A spindle and a tool thought to be a razor blade made of obsidian from 8,000 years ago were found in archaeological excavations carried out at the Domuztepe Mound in Kahramanmaraş province.
Excavation of the mound near the Pazarcık district has been led by assistant professor Halil Tekin from Hacettepe University, Faculty of Literature, Archaeology Department and coordinated by Kahramanmaraş Museum Directorate since 2013 and carried out by a decision of the Council of Ministers since 2015.
Along with authorities from the Ministry of Culture and Tourism, university students participate in the excavations.
Starting as a British-American joint project in 1996, the excavations have been carried out by Turkish scientists since 2013, and very important findings regarding the belief system of those times have been uncovered.
Tekin told Anadolu Agency (AA) that the mound was a settlement that coincided with the final periods of the Stone Age.
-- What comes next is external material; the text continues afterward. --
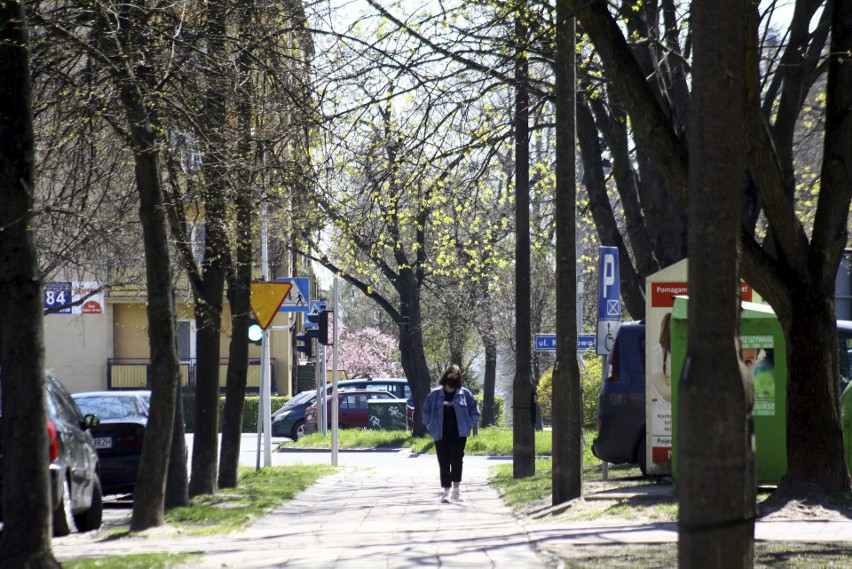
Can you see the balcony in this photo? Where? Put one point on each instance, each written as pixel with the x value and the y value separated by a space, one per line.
pixel 124 373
There was a settlement at Domuztepe Mound that dates back 8,000 years, and Tekin said that there is a time gap of 4,000 years with this society and the society that first found metal 6,000 years with the first state and 7,000 years with the first empire ever known, namely the Assyrians.
Tekin added that there is a time gap of 6,000 to 7,000 years with the Romans and the settlement was established in the last stage of the Stone Age.
Noting that tools made of obsidian were found in this year's excavations, Tekin said that the civilization turned rock into a quality knife in the hands of expert hands.
Underlining the importance of this tool, Tekin said, "These and similar tools were possibly used as razor blades. This is a blade 8,000 years old. It may not be as comfortable as today's razor blade, but the people of that time gained this skill over time and were removing unwanted hair using this and similar tools. The evidence proves this.
Tekin said that during the excavations a spindle possibly used by women to spin wool was found and that these objects were made of either stone or terracotta or clay.
He added that they have not found a women's skull dating back to those times, but if they do there will be traces of wear in the upper and lower jaws of women. "Because women use their teeth as their third hand when spinning wool in Anatolia and the teeth become abraded. This shows that women had mastered this skill and used their teeth to produce yarn."
Director of Provincial Culture and Tourism Seydihan Küçükdağlı said that seven separate excavations were carried out in the area along with two rescue excavations, which started this year.
Noting that they were in the 16th season of the Domuztepe Mound excavations, Küçükdağlı added that they have completed excavation work on each layer that belongs to a different period.